In the introduction, Ricker says the recipes in The Drinking Food of Thailand are generally “easier” than those in his first cookbook, because drinking snacks tend to be less complicated. The recipes aren’t necessarily meant to make up a complete meal, although they could, so much as furnish spicy, citrusy bites for day drinking and such.
Think Hat Yai fried chicken and Thai-style barbecue beef skewers, as well as more funky regional flavors, mostly from Northern Thailand: fried pigs ears and chicken tendons, pork soup with steamed blood cakes, and Phat Khii Mao, aka the “Drunkard’s stir-fry.” Some dishes, like jok rice porridge, are good both for late-night or for a Thai breakfast.
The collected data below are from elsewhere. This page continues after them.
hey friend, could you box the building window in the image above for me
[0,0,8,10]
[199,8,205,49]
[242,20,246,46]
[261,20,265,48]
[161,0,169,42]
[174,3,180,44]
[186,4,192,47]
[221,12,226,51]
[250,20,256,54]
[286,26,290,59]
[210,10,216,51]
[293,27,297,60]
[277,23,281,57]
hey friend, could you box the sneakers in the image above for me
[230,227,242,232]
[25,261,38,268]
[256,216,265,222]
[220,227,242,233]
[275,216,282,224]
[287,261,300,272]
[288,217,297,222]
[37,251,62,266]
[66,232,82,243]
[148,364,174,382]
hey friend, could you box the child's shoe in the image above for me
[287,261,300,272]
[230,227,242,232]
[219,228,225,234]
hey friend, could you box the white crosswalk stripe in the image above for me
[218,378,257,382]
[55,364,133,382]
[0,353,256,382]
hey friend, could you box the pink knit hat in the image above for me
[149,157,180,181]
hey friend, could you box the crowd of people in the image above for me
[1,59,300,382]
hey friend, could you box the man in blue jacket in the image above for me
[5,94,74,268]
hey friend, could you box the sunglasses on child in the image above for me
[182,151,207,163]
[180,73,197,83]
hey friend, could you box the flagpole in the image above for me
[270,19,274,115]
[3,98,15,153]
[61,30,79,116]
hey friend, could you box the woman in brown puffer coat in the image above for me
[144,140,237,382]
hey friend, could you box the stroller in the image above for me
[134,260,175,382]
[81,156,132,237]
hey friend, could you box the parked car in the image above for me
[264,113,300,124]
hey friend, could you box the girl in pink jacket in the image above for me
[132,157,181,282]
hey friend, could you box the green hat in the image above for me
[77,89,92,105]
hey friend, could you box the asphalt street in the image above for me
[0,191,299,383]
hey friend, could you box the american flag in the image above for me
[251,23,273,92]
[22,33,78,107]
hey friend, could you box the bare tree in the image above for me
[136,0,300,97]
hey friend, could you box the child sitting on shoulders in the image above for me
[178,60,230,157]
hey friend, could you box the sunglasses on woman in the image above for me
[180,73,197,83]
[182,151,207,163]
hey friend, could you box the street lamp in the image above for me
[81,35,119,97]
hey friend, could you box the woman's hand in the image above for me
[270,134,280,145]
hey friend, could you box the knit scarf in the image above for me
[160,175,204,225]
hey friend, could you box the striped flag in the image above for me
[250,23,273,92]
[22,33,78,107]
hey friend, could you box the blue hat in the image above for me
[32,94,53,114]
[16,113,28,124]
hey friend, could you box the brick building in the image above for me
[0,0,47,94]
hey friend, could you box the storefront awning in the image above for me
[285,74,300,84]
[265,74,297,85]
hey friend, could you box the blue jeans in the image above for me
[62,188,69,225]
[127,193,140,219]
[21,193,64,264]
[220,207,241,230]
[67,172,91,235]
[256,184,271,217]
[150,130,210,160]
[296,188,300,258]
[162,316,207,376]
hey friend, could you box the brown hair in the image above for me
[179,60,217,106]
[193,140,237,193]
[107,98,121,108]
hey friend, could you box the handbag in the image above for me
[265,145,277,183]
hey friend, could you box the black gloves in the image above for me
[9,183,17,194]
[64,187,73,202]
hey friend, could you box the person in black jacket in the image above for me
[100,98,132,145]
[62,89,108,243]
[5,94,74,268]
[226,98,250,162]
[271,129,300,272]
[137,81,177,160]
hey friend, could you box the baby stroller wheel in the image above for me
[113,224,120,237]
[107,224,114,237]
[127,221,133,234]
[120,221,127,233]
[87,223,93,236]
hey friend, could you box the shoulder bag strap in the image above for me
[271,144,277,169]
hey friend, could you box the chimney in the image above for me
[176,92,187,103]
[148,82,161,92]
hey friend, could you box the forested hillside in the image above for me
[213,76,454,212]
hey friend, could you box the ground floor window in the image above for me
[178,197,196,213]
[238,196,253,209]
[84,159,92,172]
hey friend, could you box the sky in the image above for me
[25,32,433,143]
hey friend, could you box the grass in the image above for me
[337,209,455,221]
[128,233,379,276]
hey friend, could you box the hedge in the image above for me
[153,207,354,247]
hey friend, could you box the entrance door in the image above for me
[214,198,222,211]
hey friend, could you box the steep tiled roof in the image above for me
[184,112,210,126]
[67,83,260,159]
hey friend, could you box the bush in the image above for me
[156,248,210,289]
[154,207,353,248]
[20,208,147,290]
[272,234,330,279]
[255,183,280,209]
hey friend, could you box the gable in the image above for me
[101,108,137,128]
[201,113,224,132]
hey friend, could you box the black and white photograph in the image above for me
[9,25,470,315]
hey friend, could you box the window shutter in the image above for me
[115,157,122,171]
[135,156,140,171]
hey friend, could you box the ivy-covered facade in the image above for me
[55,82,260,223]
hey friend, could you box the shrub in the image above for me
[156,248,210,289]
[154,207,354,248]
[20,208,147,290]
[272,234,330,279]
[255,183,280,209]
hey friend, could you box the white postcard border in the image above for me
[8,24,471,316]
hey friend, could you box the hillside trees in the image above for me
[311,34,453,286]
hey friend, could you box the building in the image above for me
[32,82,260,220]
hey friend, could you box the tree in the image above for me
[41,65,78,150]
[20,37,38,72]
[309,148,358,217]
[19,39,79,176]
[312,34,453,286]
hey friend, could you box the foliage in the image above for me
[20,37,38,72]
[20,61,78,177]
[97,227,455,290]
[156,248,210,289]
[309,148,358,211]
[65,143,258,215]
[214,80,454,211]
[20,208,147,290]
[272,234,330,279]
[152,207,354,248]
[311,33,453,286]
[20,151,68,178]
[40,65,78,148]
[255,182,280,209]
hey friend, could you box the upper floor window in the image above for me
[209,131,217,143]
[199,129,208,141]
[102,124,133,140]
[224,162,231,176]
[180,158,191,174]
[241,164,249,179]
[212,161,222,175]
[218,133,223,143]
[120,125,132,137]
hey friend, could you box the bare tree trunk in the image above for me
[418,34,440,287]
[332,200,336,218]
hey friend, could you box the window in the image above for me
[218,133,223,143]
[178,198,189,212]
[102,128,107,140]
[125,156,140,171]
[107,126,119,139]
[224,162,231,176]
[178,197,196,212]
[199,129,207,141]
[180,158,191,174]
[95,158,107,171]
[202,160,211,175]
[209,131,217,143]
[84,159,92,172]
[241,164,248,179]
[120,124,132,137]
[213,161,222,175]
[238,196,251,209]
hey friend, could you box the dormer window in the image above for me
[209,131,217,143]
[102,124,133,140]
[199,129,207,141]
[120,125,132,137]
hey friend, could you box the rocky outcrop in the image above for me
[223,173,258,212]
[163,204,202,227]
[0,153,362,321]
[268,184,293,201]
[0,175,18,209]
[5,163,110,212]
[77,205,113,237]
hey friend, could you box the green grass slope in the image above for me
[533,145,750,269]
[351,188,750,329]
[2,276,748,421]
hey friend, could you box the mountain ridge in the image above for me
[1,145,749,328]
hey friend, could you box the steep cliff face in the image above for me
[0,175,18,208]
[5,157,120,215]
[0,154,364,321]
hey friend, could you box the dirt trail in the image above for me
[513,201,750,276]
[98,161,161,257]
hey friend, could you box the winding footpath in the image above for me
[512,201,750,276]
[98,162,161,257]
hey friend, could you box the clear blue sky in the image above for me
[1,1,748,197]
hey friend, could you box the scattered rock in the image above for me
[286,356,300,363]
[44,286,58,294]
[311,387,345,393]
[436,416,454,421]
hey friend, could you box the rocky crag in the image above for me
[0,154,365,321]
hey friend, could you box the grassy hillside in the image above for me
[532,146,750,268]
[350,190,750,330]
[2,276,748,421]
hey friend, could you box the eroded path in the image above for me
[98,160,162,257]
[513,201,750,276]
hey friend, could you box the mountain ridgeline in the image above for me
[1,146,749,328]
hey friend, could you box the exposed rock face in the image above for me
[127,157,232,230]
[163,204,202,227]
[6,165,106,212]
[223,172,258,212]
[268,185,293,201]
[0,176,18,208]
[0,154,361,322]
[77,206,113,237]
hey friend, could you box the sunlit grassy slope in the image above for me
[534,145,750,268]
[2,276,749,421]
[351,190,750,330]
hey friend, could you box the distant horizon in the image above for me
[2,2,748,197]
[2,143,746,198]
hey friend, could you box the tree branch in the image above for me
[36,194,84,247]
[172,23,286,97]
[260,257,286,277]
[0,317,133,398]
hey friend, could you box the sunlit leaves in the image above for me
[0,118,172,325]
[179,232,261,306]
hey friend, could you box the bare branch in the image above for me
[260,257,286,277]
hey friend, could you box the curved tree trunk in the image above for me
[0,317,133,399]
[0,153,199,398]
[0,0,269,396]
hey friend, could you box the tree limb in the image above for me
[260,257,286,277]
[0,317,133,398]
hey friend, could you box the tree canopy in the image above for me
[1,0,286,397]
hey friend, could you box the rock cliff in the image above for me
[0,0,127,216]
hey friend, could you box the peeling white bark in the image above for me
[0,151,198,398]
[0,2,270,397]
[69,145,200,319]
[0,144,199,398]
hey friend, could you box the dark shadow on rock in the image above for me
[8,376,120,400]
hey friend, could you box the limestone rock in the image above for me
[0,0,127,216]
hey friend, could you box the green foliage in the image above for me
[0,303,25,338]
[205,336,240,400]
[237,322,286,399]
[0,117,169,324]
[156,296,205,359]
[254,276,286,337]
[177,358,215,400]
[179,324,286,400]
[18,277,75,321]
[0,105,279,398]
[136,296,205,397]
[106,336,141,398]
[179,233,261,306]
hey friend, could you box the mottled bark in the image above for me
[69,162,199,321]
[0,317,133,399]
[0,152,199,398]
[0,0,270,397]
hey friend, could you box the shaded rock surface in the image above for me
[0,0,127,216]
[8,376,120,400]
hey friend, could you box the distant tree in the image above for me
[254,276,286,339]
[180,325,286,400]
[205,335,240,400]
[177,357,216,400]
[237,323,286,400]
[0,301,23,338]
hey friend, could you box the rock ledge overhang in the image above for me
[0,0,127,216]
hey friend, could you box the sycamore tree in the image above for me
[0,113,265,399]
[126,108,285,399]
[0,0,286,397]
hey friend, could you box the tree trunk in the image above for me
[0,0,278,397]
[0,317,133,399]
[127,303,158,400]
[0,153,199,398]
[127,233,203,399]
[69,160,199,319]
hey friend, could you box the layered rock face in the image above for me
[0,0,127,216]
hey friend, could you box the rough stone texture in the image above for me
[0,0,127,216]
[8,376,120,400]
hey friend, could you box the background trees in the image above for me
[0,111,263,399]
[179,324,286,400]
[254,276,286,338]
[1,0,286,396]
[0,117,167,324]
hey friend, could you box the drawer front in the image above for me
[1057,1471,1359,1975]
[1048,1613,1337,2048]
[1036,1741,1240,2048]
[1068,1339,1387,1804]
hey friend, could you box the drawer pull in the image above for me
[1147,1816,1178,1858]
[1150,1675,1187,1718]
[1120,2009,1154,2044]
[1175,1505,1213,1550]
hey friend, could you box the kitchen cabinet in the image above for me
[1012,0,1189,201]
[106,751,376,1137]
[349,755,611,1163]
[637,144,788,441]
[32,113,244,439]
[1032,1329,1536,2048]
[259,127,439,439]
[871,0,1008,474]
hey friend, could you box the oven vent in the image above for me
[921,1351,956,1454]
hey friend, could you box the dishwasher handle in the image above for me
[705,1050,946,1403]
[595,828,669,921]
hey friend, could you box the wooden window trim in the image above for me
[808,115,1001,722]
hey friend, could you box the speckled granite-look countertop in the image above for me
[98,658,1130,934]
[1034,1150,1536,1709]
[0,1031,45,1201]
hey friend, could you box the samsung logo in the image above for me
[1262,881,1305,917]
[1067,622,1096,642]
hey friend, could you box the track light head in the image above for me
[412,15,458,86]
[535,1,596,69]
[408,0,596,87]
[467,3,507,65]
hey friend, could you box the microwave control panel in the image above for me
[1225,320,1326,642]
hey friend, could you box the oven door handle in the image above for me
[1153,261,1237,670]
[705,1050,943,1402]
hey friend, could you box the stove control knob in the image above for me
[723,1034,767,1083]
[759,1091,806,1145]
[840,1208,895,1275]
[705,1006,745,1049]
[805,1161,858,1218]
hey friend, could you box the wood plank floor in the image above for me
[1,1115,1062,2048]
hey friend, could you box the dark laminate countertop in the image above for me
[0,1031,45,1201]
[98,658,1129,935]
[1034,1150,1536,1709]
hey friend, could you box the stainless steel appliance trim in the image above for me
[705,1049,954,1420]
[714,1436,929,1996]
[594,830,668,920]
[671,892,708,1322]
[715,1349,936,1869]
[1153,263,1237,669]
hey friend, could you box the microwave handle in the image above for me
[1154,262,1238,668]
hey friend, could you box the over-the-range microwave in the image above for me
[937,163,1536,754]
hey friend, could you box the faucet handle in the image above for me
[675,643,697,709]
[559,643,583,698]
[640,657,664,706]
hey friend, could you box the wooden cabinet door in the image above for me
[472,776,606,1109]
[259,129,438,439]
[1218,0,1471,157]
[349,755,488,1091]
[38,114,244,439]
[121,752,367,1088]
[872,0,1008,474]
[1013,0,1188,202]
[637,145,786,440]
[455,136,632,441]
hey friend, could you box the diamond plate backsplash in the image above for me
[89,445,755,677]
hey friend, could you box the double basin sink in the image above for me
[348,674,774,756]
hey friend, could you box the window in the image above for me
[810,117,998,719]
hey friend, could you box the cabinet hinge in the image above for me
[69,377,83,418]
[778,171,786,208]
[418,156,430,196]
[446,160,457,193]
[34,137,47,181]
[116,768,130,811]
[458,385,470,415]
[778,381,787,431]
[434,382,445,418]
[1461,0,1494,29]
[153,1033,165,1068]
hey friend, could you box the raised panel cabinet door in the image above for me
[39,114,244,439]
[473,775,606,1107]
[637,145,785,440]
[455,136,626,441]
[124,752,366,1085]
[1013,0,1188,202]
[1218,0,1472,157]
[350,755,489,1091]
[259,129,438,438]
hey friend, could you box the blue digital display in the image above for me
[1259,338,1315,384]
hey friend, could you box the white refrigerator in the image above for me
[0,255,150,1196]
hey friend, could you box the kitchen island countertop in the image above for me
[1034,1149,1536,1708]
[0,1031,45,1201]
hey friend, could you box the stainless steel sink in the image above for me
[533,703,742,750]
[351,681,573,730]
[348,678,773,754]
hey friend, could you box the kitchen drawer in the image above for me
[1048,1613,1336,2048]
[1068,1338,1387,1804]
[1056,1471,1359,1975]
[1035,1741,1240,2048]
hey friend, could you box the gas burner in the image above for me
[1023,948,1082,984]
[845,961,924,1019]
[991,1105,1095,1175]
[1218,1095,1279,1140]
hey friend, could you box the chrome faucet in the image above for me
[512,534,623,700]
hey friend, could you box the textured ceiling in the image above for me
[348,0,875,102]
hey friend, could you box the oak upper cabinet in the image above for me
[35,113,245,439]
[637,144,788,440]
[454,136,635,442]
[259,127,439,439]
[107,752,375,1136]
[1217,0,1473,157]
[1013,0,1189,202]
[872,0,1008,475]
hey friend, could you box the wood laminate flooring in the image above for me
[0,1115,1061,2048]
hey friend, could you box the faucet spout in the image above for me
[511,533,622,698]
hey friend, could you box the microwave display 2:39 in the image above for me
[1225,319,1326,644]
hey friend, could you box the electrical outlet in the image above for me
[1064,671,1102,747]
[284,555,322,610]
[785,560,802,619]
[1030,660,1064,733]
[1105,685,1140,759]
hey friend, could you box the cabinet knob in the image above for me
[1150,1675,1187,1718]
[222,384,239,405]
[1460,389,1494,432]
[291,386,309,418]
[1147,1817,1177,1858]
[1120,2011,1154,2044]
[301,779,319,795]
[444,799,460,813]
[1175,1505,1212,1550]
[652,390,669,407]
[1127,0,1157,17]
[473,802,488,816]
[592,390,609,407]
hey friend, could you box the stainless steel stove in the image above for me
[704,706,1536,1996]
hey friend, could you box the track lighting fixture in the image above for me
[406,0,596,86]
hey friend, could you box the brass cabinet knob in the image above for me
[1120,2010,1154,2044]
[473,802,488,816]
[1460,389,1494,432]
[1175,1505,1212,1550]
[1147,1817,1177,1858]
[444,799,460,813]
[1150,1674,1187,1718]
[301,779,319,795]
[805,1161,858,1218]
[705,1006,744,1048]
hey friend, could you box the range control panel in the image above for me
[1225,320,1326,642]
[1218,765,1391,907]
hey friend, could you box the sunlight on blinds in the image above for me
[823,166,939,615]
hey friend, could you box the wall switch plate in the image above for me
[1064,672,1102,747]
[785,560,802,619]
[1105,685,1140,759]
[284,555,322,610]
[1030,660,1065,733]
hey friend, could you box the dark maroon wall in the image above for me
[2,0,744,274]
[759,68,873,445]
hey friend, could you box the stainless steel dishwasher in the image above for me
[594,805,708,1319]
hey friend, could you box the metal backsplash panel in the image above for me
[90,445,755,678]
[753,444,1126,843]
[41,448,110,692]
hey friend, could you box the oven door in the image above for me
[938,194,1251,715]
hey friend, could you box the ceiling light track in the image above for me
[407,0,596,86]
Like Ricker’s first cookbook, The Drinking Food of Thailand goes into great detail. Ricker provides tips for finding rare Thai staples in America, so home chefs won’t be daunted by ingredient lists calling for things like dried shrimp and green papaya, and the chef also demystifies many useful Thai cooking techniques, like how to grill Thai-style and use one of the most ubiquitous tools in Thai cooking, the mortar and pestle (Pok Pok actually takes its name from the sound the pestle makes hitting the mortar over and over).
Ricker dedicates The Drinking Food of Thailand to “the people of Thailand to whom I owe so much.” The chef fully gives in to the urge to immerse readers in Thailand’s drinking cultures without dumbing down its flavors or stories. In the introduction to each recipe, Ricker describes the place where he first ate the dish and the people who shared it with him — often with photos of smiling eaters surrounded by empty beer cans piled sky-high.